Quand la tempête souffle et que la pluie tambourine contre les vitres, peu de gens s’aventurent en extérieur. Il existe pourtant un lieu dont l’atmosphère printanière vaut bien la peine de sortir de chez soi: le pavillon des oiseaux du Zoo de Bâle.

Depuis plus de 90 ans, le pavillon des oiseaux invite à s’attarder dans sa jungle verte peuplée de créatures colorées.

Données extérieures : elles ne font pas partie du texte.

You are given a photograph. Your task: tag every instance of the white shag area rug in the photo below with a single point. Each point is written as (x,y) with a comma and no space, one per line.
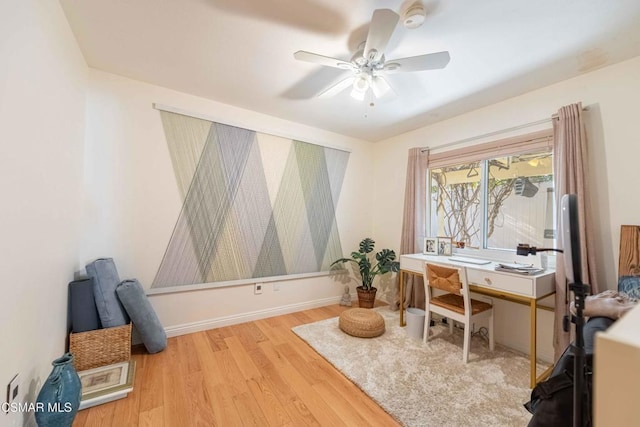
(428,384)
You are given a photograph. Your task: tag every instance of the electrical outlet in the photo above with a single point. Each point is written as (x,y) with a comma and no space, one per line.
(12,391)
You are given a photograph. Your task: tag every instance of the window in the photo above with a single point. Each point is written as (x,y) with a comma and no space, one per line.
(495,202)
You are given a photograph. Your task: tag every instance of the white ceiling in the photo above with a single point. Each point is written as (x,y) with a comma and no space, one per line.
(240,52)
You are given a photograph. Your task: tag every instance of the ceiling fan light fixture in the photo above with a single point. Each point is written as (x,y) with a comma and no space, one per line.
(414,16)
(380,87)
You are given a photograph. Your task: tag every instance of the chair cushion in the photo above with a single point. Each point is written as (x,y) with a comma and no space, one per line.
(105,281)
(444,278)
(361,322)
(456,303)
(142,315)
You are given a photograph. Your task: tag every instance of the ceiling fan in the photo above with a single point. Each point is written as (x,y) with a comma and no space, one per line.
(368,64)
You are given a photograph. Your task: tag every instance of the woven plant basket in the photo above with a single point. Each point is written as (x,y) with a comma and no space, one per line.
(366,298)
(101,347)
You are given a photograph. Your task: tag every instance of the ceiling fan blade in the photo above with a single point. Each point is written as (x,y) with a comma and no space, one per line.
(337,88)
(381,87)
(430,61)
(314,58)
(383,22)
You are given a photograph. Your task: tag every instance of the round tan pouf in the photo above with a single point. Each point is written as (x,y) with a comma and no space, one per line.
(361,322)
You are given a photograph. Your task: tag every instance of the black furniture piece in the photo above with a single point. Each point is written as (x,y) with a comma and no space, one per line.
(552,401)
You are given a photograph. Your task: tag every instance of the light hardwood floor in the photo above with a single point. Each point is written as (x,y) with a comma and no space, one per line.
(257,373)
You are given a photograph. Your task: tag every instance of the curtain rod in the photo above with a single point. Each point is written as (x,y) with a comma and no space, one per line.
(497,132)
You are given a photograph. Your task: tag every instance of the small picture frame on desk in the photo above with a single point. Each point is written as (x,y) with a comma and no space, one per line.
(430,246)
(444,246)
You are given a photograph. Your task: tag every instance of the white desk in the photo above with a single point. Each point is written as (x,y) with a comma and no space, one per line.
(483,279)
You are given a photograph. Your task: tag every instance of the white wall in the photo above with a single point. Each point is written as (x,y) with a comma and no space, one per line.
(42,82)
(612,130)
(133,201)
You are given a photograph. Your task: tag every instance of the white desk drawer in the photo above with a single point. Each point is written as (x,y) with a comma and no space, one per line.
(412,264)
(501,281)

Le Zoo de Bâle ouvre ses portes dès huit heures du matin et offre ainsi aux lève-tôt le privilège d’observer les soigneurs à l’œuvre dans le pavillon des oiseaux.

© Zoo de Bâle

Les garrulaxes à queue rouge sont les plus curieux
Dans le pavillon des oiseaux, les soigneuses et soigneurs démarrent leur journée par un «inventaire». La tâche est loin d’être aisée dans la végétation dense de la grande halle, aussi usent-ils d’une astuce: ils se présentent avec une petite boite de larves de Galleriinae et en déposent quelques-unes sur les parterres externes. Les premiers à se jeter sur ces friandises sont les garrulaxes à queue rouge, de nature très curieuse. Loin de se contenter d’un ver, ils n’hésitent pas à en engloutir cinq à la suite. Ces vers sont également très appréciés des précieux orioles de Montserrat ou des petits zostérops du Cap, qui s’approchent alors sans crainte des soigneurs. Avec les thraupidés, il faut davantage de patience. Ils n’aiment pas trop se poser au sol et préfèrent les fruits aux vers. Ils ne s’approchent pas avant l’apparition de la première mangeoire, proposant graines, morceaux de fruits et autres gourmandises.

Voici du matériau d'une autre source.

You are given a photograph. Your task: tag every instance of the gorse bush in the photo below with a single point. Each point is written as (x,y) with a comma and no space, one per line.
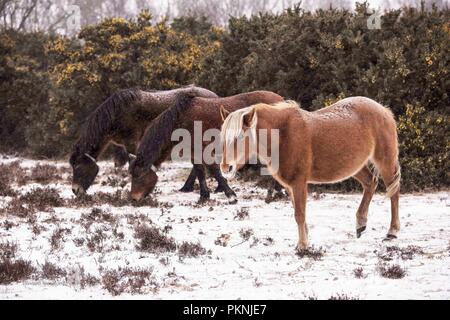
(49,84)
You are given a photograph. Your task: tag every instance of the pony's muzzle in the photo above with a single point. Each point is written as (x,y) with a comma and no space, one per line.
(77,189)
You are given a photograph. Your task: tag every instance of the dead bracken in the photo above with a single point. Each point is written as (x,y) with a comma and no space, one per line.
(241,214)
(51,272)
(359,273)
(394,271)
(312,252)
(43,199)
(133,281)
(15,270)
(44,173)
(189,250)
(392,252)
(153,240)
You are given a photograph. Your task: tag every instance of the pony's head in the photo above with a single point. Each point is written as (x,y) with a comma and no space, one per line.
(143,180)
(238,137)
(85,170)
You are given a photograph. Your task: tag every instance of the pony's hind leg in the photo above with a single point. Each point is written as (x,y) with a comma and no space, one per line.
(391,179)
(222,184)
(201,175)
(299,194)
(369,182)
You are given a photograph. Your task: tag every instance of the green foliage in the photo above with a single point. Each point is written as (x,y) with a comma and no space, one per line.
(321,57)
(24,85)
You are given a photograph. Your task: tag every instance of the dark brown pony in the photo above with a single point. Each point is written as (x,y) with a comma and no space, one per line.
(156,144)
(120,120)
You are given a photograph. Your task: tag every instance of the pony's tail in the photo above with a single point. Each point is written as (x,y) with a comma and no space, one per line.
(159,132)
(394,186)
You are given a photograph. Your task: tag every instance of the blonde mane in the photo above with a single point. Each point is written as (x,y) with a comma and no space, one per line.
(232,127)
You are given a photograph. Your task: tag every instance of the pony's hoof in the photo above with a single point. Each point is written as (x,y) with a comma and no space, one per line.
(203,199)
(187,189)
(360,231)
(232,200)
(390,237)
(219,189)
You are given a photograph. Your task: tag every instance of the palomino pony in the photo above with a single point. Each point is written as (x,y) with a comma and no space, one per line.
(156,144)
(325,146)
(121,121)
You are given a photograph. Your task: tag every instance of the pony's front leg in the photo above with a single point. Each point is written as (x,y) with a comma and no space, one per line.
(189,184)
(222,184)
(299,194)
(200,172)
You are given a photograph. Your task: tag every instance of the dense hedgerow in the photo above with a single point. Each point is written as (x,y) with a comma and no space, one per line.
(49,84)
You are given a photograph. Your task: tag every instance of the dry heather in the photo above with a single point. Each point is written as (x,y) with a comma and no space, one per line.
(153,240)
(134,281)
(312,252)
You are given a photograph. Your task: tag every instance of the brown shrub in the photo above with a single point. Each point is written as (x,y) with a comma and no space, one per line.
(392,252)
(16,208)
(43,199)
(44,173)
(8,250)
(313,253)
(57,237)
(51,272)
(12,271)
(189,250)
(151,239)
(394,271)
(128,280)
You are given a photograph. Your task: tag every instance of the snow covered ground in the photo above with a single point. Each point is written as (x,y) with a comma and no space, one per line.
(247,257)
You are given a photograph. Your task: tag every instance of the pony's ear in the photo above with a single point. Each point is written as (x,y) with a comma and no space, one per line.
(224,113)
(249,118)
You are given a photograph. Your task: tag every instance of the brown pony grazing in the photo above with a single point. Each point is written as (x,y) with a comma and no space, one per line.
(156,144)
(120,120)
(325,146)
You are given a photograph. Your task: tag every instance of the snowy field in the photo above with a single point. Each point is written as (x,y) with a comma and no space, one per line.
(99,249)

La prévention et le soin par l’observation
Lorsqu’ils les nourrissent, les soigneurs contrôlent si les oiseaux viennent s’alimenter et en quelle quantité, ils vérifient l’aspect du plumage ou toute chose inhabituelle. Si l’observation des oiseaux fait partie du quotidien d’un soigneur, l’exercice n’en est pas moins complexe. Actuellement, près de 70 individus de 22 espèces différentes volent dans la halle. Les soigneurs aguerris connaissent pourtant le caractère et les préférences de chacun et savent évaluer la situation par la simple observation de leur comportement et de leur humeur.

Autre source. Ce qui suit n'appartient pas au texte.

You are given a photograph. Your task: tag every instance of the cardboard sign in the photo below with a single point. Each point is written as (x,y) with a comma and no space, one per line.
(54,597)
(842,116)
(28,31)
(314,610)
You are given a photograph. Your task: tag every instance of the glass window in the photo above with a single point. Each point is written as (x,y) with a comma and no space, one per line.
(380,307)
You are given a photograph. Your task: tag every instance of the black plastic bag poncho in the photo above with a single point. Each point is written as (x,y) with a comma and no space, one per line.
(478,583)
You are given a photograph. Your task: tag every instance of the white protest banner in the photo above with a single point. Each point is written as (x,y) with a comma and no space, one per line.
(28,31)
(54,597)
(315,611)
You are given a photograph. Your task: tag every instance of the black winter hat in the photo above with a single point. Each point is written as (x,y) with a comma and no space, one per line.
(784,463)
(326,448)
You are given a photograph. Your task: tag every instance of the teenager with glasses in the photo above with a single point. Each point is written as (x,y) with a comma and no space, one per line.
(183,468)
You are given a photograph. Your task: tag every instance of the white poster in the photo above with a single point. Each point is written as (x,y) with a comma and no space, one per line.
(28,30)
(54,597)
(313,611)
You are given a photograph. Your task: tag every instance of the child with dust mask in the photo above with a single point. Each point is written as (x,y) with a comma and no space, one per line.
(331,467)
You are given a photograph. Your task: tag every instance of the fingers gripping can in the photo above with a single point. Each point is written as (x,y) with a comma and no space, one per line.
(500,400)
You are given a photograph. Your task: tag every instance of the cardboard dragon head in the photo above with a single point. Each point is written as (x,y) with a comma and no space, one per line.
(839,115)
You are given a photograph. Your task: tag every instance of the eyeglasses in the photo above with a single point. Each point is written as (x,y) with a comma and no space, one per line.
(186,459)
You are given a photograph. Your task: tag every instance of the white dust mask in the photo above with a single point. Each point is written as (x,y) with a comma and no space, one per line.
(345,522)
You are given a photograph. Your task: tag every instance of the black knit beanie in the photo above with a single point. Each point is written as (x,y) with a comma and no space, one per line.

Laisser les oiseaux décider
Il suffit de s’installer tranquillement sur un banc et d’écouter l’agitation et le chant des oiseaux pour réaliser à quel point certains d’entre eux sont «dociles». Certains visiteurs ont même pu tisser des liens d’amitié étroits avec des oiseaux. Ce genre d’expérience unique est plus fréquent en hiver, car les oiseaux, qui ne sont pas en période de reproduction, semblent avoir plus de temps à consacrer aux visiteurs. Il arrive qu’un touraco s’approche volontairement très près d’une personne qui, à défaut de pouvoir l’attraper, pourra l’admirer à l’envi. Le touraco décide de lui-même de la personne vers qui il va, et de la distance qu’il souhaite maintenir. Cette expérience inoubliable est seulement le fruit d’un peu de patience.

S’il s’en passe des choses dans la grande halle, les volières du pavillon des oiseaux ne sont pas en reste: les diamants de Gould et les paddas de Java ont eu des petits. Des tangaras à tête bleue viennent aussi de prendre leurs quartiers.